# Specific 3D Printers, Scanners, & Hardware > Peachy Printer Forum >  larger objects?

## cipher0

Some 3d printers today can print at 20x20x20cm. I've already heard that there is basically no size limit for Peachy and it depends on the sizeof the water tank you're using, but 3 questions come to my mind:

1) cheap chinese laser diodes have unstable beams, they look less like a point the more the distance, how much distance until the laser beam becomes unusable?

2) what are the sizes of the tanks that they sell (print size)?

3) In the videos they say tiny (few cm) prints took about an hour or more. How long will something like 10x10x10cm or even 20x20x20 cm objects that other printers print take? Days maybe?

The lack of any big print till this day makes me even more skeptical. Of course I've heard the arguments that they spend time on other more important stuff, but can't they just get a notebook and spare Peachy printer and let it print in the background while they're doing their job? Doesn't sound like an excuse to me.

Don't want to sound so negative, I'd love to spend only <200$ on a 3d printer, but I see no excuse for the lack of real, normal size 3d print.

----------


## Compro01

3. I would imagine that depends on how picky you are about quality.  As they showed with the column prints, running an extreme number of layers and a slow drip rate will get beautiful prints, but will take a long time.

----------


## cipher0

3. I'm not very familiar with the technology. Am I correct in thinking that width and depth of the printed object almost won't affect the duration (because lasers are fast), only the height?

----------


## nka

Yes. I dont think they want to print a "big" something with bug in it. When they will have fixed most print artefacts, I'm sure we will see larger print.

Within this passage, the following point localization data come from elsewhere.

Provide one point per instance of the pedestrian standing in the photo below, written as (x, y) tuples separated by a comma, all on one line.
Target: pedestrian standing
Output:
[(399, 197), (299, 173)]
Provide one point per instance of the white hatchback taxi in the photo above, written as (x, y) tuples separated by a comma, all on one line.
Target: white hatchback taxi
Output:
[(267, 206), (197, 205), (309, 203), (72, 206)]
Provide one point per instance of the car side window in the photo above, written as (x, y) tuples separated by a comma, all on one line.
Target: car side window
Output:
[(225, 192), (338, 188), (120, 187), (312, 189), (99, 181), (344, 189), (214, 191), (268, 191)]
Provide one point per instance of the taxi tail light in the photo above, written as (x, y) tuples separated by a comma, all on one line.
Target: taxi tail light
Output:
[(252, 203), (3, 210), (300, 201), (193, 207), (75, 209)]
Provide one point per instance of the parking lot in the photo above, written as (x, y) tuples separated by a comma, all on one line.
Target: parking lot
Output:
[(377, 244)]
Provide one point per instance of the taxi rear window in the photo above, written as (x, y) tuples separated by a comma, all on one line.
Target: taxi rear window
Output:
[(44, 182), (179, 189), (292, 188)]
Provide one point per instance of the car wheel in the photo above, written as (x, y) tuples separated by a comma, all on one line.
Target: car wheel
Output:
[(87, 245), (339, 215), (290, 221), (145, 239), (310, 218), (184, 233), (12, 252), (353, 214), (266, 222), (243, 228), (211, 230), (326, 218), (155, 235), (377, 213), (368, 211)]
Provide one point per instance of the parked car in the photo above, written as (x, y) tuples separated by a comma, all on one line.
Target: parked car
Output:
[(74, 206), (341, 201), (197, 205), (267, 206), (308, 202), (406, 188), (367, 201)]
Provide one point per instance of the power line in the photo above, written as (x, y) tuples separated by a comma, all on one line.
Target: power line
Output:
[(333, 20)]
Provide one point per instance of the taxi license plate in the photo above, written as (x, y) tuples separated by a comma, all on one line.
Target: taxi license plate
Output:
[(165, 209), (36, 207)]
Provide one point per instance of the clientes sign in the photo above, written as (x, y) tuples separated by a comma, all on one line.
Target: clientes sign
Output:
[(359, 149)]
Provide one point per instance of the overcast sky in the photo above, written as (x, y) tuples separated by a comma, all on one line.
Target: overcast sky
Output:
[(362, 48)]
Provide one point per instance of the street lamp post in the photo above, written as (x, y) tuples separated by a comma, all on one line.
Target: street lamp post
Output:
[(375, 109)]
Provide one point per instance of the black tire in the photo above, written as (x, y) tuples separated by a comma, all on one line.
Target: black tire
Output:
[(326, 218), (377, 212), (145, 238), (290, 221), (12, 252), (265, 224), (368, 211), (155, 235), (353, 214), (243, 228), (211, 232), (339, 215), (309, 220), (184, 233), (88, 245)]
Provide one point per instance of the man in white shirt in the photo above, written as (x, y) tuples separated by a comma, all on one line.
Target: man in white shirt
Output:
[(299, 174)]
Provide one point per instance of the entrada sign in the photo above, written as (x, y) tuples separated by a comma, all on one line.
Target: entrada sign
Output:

Plus, there's the beta comming soon, some users might want to print "bigger" object.

----------


## Slatye

> 3. I'm not very familiar with the technology. Am I correct in thinking that width and depth of the printed object almost won't affect the duration (because lasers are fast), only the height?


They're fast, but not instantaneous. Keep in mind that the laser has to move slowly enough to actually cure the resin - it can't just zoom across at maximum speed. If the Peachy Pro has autofocus to deal with really big objects then there might also have to be delays for that.

----------